Fi­nal­ly, some­times one just doesn’t feel like read­ing stuff that has passed through this wringer, you know? Schol­ar­li­ness, rig­or, and the rest are im­por­tant for cer­tain pur­pos­es, but peo­ple also want to read phi­los­o­phy that’s punchi­er, sil­li­er, grander, or more per­son­al than what typ­i­cal­ly gets into the aca­d­e­m­ic jour­nals.I’m not be­ing orig­i­nal in com­plain­ing about aca­d­e­m­ic pub­lish­ing in these ways. See Agnes Callard’s re­cent ar­ti­cle in The Point for one re­cent en­try in the genre. I’m sym­pa­thet­ic to some of what she says there, but also think she un­der­es­ti­mates the qual­i­ty and depth of re­cent work rel­a­tive to the old­er stuff.

I think this is part of what’s at­trac­tive about read­ing the great (and even the not so great) philoso­phers of the past: they had their own con­straints, but not the same ones we have. Lack of the con­straints is also part of what’s great about talk­ing phi­los­o­phy with friends in a pub, de­part­ment lounge, or wher­ev­er. But op­por­tu­ni­ties for that are lim­it­ed, es­pe­cial­ly these days.

Luck­i­ly, there are many oth­er pos­si­bil­i­ties for do­ing phi­los­o­phy on­line. Blogs and mi­croblogs; vlogs, video es­says, and streams; pod­casts and mi­cro­casts; newslet­ters, wikis, in­ter­ac­tive tu­to­ri­als, fo­rums, we­b­comics, we­bzines, and on­line books. You can put on­line your read­ing notes, lec­ture notes, teach­ing ideas, ar­ti­cle ideas, ideas too small for ar­ti­cles, ideas too big for ar­ti­cles, book re­views, lit re­views, in­ter­views, and link dumps. Schol­ar­ly or slap-dash, many times re­vised or first pass out­lines, any style un­der the sun. Pub­lic phi­los­o­phy, deep-in-the-ar­cane-weeds phi­los­o­phy, and every­thing in be­tween.

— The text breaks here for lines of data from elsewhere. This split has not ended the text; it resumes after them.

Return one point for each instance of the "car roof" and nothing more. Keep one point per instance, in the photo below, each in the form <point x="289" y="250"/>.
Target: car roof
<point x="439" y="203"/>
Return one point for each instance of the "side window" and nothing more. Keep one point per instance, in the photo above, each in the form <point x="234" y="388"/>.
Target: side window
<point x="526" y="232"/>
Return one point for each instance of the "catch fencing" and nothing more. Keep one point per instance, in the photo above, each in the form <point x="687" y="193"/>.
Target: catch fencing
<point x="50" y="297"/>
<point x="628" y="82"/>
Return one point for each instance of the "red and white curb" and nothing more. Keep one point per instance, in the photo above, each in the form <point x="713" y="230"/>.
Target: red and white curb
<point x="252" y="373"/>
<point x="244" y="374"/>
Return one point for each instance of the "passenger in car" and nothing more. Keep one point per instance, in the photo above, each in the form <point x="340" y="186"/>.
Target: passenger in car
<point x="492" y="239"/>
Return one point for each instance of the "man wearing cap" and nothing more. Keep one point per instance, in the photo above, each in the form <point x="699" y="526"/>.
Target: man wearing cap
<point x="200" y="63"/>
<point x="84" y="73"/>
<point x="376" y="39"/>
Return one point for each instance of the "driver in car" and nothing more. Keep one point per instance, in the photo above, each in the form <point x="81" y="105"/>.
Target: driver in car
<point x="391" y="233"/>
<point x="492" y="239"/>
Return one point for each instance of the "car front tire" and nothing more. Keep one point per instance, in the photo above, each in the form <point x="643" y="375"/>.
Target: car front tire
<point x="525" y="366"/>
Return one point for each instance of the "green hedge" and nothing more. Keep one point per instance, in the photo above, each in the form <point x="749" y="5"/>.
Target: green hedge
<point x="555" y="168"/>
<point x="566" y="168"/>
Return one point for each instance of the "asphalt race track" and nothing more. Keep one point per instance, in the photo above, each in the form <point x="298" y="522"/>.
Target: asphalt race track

There’s a lot of phi­los­o­phy on­line in most of these forms, but I wish there was more of it, from a wider range of philoso­phers.

“Why not con­tribute some your­self?”

Okay, sure, why not?


This is my new phi­los­o­phy blog.

I’d be hap­py if you, too, would start a phi­los­o­phy blog (or what­ev­er oth­er kind of on­line phi­los­o­phy thing). Tell me about it so I can check it out and maybe talk about it here. One thing I hope to do here is reg­u­lar­ly talk about what’s go­ing on phi­los­o­phy-wise else­where on­line.


" Why not just post on Twit­ter or Face­book or Medi­um or ...?”

As this is a blogifesto, it is fit­ting to have some high-mind­ed num­bered prin­ci­ples to which I solemn­ly com­mit my­self.

They are:

  1. No dis­tract­ing ads or nag­ware.
  2. No in­va­sive sur­veil­lance.
  3. No vol­un­teer­ing con­trol of my con­tent to some cor­po­ra­tion for use in al­go­rithms that ma­nip­u­late peo­ple into ad­dic­tive scrolling and click­ing and post­ing in or­der to gen­er­ate more rev­enue from dis­tract­ing ads tar­get­ed with in­va­sive sur­veil­lance.

There’s a lot of fun and in­ter­est­ing phi­los­o­phy talk on Twit­ter (and, I as­sume, on Face­book), but it seems to me that on bal­ance these plat­forms make the in­ter­net and the world worse. Giv­en their prof­it mod­els, I don’t ex­pect them to im­prove. So we should work to­wards bet­ter al­ter­na­tives. Blog­ging from my own web­site is my small con­tri­bu­tion.